A community proposal for a framework to define research software

We all have questions that keep us up at night. What is the meaning of life? Or should I really have eaten that indian food for dinner? For me, I’ve been pondering definitions around research software engineering for some time. What is a research software engineer? What is research software? For the first, this pondering led to the creation of RSE Stories, I didn’t think any single person or group of experts could define what a research software engineer could be, so I decided to let the people speak for themselves. But for the second, what is research software? This is still a really hard question. And thinking about this last night prompted me to start writing today, and now at the end of the day, I want to share an early early draft for this work. So without further adeiu, here is “What is a research software engineer: a community proposal for a framework to define research software.” You can listen here, read more below, or jump right into contributing to the document. I want this to be a community effort, and so I invite you to comment and suggest changes. We will figure out the right place to put this, and proactively proceed with next steps.
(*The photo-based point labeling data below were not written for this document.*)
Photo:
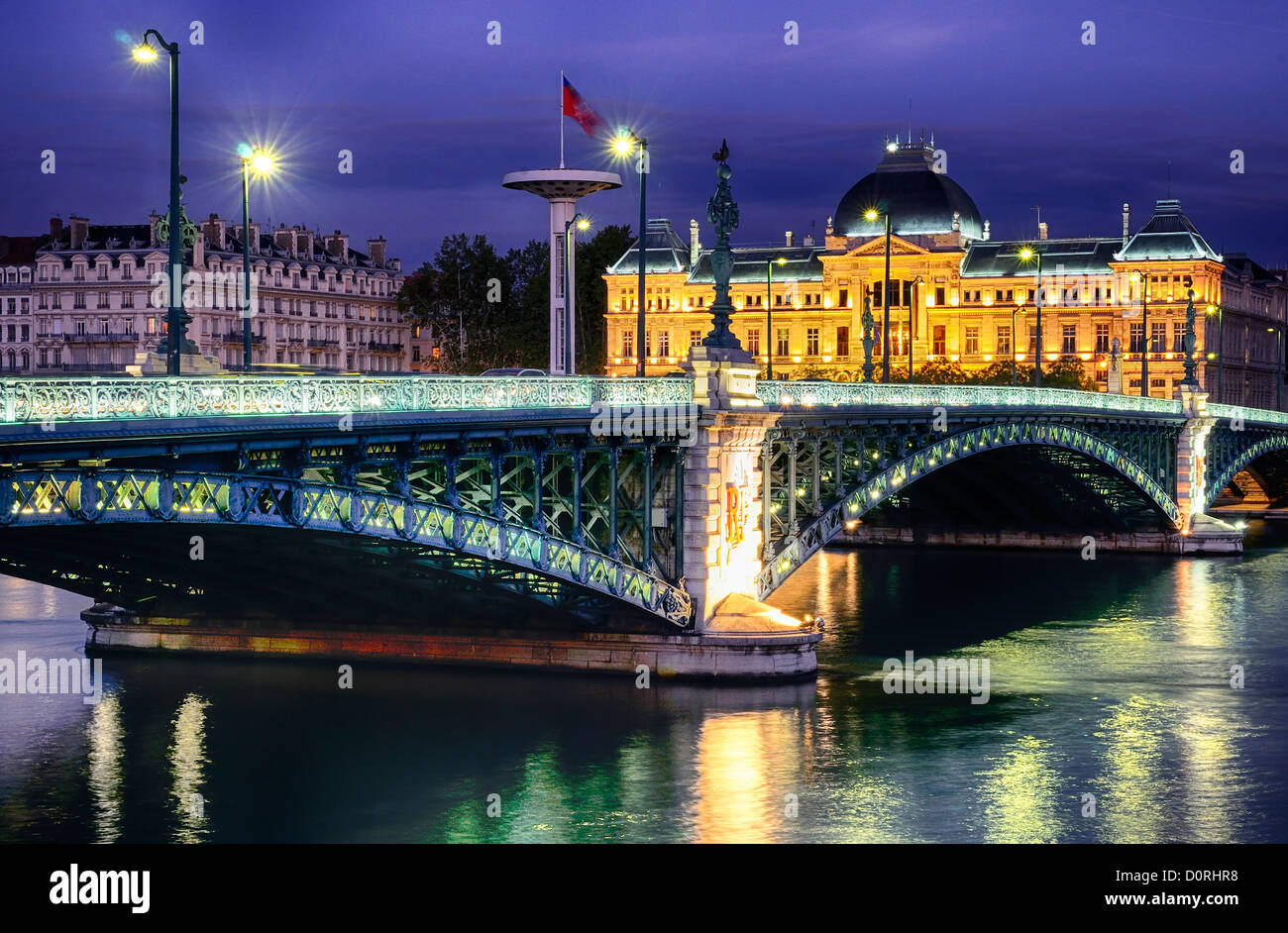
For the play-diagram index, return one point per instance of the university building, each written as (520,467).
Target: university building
(960,296)
(320,302)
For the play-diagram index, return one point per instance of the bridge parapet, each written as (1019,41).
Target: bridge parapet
(136,399)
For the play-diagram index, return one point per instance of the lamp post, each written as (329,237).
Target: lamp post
(870,215)
(1279,360)
(570,288)
(1016,310)
(1144,331)
(622,146)
(1025,255)
(1219,310)
(769,314)
(147,52)
(912,309)
(262,162)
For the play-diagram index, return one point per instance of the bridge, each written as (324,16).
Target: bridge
(606,521)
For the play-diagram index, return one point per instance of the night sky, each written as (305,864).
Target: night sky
(434,116)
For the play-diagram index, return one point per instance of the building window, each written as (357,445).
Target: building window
(1102,338)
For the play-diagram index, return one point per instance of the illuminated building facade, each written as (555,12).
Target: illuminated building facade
(958,296)
(320,302)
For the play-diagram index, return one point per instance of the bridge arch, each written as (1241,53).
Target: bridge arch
(90,497)
(898,476)
(1243,463)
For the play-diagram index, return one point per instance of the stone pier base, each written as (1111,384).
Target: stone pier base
(734,657)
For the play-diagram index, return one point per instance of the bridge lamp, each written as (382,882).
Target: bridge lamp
(1220,344)
(1025,255)
(871,215)
(262,162)
(147,52)
(622,145)
(1144,331)
(769,314)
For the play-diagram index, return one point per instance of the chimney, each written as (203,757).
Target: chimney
(284,240)
(338,246)
(80,231)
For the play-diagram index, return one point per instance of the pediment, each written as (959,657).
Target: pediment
(898,246)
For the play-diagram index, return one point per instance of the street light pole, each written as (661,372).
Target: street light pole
(174,321)
(570,289)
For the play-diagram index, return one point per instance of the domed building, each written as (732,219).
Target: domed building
(956,296)
(919,200)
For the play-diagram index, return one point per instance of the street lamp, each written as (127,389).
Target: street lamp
(1219,310)
(1025,255)
(263,163)
(870,215)
(769,314)
(146,52)
(570,289)
(912,309)
(623,142)
(1016,310)
(1279,360)
(1144,331)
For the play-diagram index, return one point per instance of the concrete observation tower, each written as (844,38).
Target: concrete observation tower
(562,187)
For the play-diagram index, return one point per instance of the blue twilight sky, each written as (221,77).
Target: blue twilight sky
(434,116)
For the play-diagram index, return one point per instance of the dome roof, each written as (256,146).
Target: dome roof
(919,198)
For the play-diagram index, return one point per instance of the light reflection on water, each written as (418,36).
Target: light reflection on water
(1108,678)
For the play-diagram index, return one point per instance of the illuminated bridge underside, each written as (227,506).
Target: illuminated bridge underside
(445,540)
(1122,484)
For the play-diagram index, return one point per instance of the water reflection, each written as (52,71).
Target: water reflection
(187,766)
(106,755)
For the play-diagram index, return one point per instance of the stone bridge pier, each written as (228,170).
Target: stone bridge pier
(722,540)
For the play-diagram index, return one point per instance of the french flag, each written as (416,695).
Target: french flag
(578,108)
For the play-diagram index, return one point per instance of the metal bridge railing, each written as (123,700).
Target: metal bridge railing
(810,394)
(197,396)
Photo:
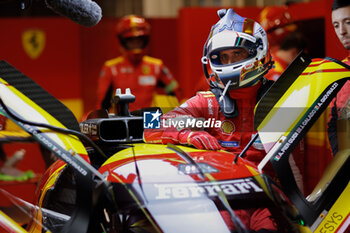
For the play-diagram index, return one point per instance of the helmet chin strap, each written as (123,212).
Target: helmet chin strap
(225,90)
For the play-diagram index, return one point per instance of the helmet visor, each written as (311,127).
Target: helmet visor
(231,55)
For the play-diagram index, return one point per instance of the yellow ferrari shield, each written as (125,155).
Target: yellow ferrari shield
(33,41)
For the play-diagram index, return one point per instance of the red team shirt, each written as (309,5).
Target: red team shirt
(144,80)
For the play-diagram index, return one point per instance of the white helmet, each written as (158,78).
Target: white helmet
(230,32)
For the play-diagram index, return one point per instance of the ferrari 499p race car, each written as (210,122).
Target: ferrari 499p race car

vsoch · What is Research Software? A Community Proposal for a Method to derive definitions

What is Research Software?

When you encounter a bear in the woods, you can be pretty sure that it’s a bear. You might recognize features from childhood stories, the Discovery channel, or maybe even previous encounters. But then, what if someone asks you to sit down, and write a definition for a bear? How might you start? Well, you might be somewhat confident that it’s a mammal, so you start with those features: having hair or fur, teeth, what were the other ones again? We don’t need to work very hard because a lot of work has already gone into defining the features of a mammal. Without listing them all, the creature in question also needs to have sweat and mammary glands, three middle ear bones, a neocortex, and a four chambered heart. Now, even if we could make our bear friend transparent and see into him to answer these questions, we are again left with the same conundrum when we step up to the next level of evaluation - what makes a bear different from any other animal? What features are especially beary?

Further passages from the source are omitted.